Once I was on the mooring, I was able to let down, and I realized I was still very queasy. Usually the quease subsides once I stop moving, but not this time. It continued into the next day, and most of the way home. I was able to easily fix my furler the next morning, but once I stopped focusing on that, I felt so sick that I had to go to land for a few hours before heading home. Thankfully the island did not disappoint with her emerald green hills and impressive serenity. A long walk helped me to re-calibrate a bit. I was more saddened by my sea sickness than by retiring from my qualifier. It feels like such a cruel joke to get sick doing the thing I love the most. I love it too much to stop though, and am now determined to find the perfect sea sickness remedy for these shorter offshore trips.
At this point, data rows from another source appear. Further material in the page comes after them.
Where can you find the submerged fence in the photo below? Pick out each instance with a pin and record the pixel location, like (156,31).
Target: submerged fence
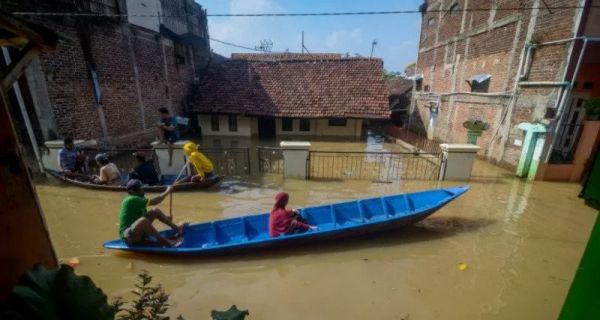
(229,161)
(270,160)
(375,166)
(418,141)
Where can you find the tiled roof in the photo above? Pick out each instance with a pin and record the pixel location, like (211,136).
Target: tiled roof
(350,88)
(285,56)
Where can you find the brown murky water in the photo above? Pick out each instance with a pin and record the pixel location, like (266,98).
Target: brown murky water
(521,242)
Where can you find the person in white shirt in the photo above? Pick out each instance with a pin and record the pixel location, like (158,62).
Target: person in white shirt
(109,173)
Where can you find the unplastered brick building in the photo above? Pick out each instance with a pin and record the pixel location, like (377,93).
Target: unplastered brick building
(117,62)
(505,62)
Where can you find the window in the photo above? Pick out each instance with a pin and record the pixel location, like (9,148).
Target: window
(337,122)
(180,52)
(479,83)
(232,123)
(214,123)
(96,84)
(304,124)
(286,124)
(454,9)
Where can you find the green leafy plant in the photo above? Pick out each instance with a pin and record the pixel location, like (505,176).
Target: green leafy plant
(592,109)
(56,294)
(151,302)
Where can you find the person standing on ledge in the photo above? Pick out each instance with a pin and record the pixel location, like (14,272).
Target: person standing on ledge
(204,167)
(168,127)
(135,220)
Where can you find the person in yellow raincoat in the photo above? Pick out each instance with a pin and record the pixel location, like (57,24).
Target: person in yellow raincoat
(204,167)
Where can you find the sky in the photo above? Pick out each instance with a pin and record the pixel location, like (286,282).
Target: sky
(397,35)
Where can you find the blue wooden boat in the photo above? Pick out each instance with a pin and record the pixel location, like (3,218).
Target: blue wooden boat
(334,221)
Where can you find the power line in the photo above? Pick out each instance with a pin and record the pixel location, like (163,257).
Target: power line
(365,13)
(302,14)
(235,45)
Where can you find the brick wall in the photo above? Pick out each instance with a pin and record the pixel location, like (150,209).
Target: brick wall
(130,64)
(461,45)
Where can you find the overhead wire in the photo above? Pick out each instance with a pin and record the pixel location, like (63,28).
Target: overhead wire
(301,14)
(236,45)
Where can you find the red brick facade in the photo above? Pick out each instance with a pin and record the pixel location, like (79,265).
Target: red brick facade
(457,44)
(137,73)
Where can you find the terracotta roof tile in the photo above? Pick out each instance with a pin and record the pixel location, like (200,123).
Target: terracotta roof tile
(352,88)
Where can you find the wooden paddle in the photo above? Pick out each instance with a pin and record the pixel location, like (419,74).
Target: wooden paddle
(171,194)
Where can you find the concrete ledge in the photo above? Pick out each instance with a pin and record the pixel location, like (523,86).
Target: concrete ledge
(460,148)
(295,145)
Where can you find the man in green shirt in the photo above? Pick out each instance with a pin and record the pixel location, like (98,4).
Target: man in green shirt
(135,221)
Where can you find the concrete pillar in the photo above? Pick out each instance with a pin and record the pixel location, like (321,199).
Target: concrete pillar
(179,158)
(295,155)
(533,144)
(458,161)
(50,158)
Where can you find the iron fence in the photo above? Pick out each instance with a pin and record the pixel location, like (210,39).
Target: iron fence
(375,166)
(229,161)
(418,141)
(270,160)
(122,158)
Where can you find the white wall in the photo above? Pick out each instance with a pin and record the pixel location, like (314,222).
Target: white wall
(144,7)
(296,128)
(353,128)
(320,127)
(246,126)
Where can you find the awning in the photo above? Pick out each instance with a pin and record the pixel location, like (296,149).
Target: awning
(480,78)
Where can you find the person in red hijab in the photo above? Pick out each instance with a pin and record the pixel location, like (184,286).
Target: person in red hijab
(283,221)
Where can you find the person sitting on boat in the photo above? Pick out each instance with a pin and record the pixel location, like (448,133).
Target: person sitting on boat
(70,159)
(135,220)
(145,170)
(109,172)
(285,222)
(204,167)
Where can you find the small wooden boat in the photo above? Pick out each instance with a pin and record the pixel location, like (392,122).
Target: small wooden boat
(186,186)
(333,221)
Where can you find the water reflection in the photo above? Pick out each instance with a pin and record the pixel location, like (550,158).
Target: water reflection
(520,241)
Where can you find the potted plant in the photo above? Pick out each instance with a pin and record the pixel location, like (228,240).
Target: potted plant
(474,129)
(592,109)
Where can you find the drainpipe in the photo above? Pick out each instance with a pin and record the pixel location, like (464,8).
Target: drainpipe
(565,98)
(23,110)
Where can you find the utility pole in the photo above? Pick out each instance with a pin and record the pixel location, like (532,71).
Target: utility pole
(373,44)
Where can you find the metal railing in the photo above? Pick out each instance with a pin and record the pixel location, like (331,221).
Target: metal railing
(418,141)
(374,166)
(229,161)
(122,158)
(270,160)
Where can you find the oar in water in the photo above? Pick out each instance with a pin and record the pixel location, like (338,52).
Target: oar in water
(171,194)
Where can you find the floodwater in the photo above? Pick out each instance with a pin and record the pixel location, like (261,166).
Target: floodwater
(521,243)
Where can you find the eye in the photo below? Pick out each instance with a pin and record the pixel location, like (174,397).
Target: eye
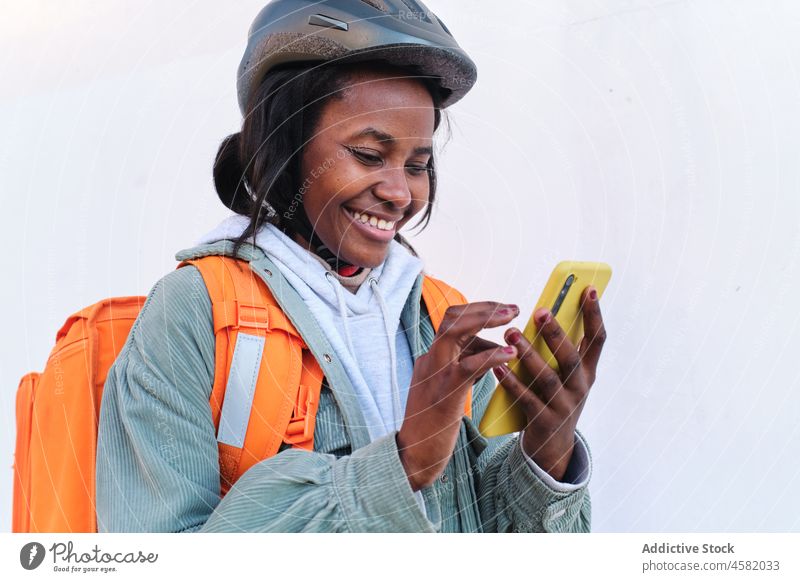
(417,169)
(368,157)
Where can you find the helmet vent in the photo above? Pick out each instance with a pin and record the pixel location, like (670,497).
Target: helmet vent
(418,11)
(377,4)
(326,22)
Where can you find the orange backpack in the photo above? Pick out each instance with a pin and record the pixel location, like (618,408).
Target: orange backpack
(58,409)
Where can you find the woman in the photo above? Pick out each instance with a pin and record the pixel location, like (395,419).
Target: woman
(341,101)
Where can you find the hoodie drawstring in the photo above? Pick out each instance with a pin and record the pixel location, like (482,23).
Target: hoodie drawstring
(397,412)
(390,337)
(342,310)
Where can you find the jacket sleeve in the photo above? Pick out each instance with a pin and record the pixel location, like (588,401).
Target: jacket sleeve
(157,457)
(515,495)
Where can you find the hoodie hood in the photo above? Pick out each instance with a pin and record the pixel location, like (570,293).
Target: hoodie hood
(363,327)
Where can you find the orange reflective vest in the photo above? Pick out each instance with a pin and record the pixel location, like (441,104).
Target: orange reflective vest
(58,409)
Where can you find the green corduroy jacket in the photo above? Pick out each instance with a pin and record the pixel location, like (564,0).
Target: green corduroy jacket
(157,457)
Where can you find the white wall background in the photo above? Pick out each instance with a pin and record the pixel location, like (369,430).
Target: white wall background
(667,132)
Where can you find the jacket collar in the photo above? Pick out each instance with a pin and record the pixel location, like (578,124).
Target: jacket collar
(313,335)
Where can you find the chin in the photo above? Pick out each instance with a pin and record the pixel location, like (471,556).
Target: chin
(368,259)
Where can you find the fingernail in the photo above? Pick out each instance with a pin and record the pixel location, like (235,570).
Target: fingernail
(508,310)
(543,317)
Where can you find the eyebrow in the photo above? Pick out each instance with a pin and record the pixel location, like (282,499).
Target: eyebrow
(382,136)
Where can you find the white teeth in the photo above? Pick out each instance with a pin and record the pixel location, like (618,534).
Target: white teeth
(379,223)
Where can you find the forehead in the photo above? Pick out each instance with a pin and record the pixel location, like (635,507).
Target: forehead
(399,106)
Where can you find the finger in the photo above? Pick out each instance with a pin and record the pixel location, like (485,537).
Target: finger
(538,375)
(476,345)
(566,354)
(522,395)
(462,322)
(477,365)
(594,332)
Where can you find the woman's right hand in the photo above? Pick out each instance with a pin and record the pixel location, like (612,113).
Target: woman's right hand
(440,382)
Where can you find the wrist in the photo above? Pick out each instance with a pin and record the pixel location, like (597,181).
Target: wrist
(411,474)
(554,463)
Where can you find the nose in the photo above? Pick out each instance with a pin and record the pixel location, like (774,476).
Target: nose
(393,187)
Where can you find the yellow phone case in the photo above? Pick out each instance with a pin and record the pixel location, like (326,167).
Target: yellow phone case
(502,415)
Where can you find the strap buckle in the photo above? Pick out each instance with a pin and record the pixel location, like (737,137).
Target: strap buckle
(300,431)
(252,316)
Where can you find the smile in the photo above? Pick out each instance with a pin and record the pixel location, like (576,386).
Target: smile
(372,226)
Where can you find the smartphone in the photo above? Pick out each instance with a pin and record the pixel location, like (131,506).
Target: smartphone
(562,296)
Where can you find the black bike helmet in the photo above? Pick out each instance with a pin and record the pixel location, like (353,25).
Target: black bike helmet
(400,32)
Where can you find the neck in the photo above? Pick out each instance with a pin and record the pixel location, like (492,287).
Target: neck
(335,264)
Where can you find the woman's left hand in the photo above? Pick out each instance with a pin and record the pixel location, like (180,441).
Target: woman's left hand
(553,400)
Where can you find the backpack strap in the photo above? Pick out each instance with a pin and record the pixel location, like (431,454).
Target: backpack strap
(257,403)
(438,296)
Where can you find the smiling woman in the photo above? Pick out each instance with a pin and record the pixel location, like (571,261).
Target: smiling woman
(302,372)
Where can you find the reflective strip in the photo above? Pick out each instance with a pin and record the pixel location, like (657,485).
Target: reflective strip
(240,389)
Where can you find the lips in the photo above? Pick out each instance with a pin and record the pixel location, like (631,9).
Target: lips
(368,230)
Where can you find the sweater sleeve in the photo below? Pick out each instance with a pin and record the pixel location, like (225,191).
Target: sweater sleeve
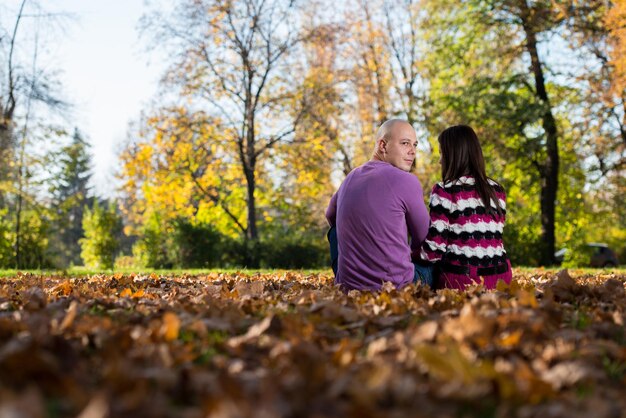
(436,243)
(416,214)
(331,211)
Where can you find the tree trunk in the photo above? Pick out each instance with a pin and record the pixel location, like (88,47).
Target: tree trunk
(252,235)
(549,171)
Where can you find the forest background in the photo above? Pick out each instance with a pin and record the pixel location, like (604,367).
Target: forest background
(266,105)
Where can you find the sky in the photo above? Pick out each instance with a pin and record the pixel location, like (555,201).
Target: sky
(106,75)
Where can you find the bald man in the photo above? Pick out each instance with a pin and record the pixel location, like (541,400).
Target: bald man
(379,215)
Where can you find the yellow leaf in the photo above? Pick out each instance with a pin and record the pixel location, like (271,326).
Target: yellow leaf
(170,327)
(509,340)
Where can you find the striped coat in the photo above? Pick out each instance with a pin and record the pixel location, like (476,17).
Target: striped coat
(463,238)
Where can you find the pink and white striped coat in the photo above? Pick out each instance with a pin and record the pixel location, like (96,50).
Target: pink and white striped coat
(463,233)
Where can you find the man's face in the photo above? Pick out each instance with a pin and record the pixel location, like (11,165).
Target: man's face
(399,150)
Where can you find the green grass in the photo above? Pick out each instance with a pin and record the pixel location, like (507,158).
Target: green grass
(83,271)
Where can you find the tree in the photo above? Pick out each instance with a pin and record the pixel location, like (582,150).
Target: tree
(21,85)
(499,41)
(70,194)
(101,226)
(231,60)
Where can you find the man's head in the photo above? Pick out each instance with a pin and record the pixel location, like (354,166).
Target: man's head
(396,141)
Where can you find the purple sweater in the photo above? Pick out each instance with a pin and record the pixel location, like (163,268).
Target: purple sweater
(376,209)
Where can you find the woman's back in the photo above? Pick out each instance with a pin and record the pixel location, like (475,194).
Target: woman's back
(465,237)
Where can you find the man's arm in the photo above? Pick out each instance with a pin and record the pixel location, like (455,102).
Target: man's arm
(436,243)
(417,218)
(331,212)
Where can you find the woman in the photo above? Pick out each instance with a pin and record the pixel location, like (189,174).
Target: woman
(467,213)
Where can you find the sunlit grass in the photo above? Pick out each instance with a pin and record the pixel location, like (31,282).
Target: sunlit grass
(84,271)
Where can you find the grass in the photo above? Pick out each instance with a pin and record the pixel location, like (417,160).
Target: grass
(84,271)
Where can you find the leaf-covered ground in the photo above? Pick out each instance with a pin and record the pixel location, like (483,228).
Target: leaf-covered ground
(292,345)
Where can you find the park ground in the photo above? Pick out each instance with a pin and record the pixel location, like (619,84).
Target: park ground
(290,344)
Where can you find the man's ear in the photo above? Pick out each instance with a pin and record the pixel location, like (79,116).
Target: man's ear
(382,146)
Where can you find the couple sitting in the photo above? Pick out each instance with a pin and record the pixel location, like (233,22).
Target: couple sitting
(381,230)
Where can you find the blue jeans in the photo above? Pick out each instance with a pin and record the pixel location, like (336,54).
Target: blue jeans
(423,274)
(334,249)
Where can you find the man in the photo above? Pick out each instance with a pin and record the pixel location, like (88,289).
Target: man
(376,209)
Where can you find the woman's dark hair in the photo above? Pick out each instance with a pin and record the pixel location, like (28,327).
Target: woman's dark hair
(461,155)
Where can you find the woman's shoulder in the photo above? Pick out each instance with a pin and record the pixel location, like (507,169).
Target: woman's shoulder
(497,186)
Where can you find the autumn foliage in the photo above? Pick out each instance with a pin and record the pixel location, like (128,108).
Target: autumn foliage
(293,345)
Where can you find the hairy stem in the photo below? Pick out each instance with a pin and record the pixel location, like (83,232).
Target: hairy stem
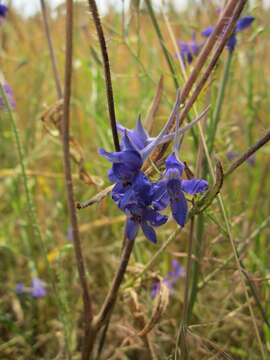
(235,8)
(260,143)
(162,42)
(220,98)
(51,50)
(107,71)
(110,300)
(69,184)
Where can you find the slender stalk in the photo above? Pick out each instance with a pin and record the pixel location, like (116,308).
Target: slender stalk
(51,50)
(107,71)
(162,42)
(213,61)
(220,98)
(181,336)
(110,300)
(33,221)
(69,184)
(260,143)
The beauty always wins, and as I write this, I am reminded that sailing is my solace, and something I do to feed my soul. It is so easy to get sucked into proving and pushing as I get more into solo offshore racing, but this trip reminded me to slow down and connect to my why. For me it is all about connecting to myself more deeply. Sailing gives me that, and when I slow down enough to listen to my gut and remember the pleasure that I am seeking, I can be kinder to myself when snafus happen and I need to turn around. Of course if I were in my way to Hawaii, I would have continued and would have had to fix the furler underway…or perhaps I would have waited to daylight. The point is though, that I was doing this for myself, and I was close to land with a safe and easy way to take care of myself. I’m proud to have chosen that.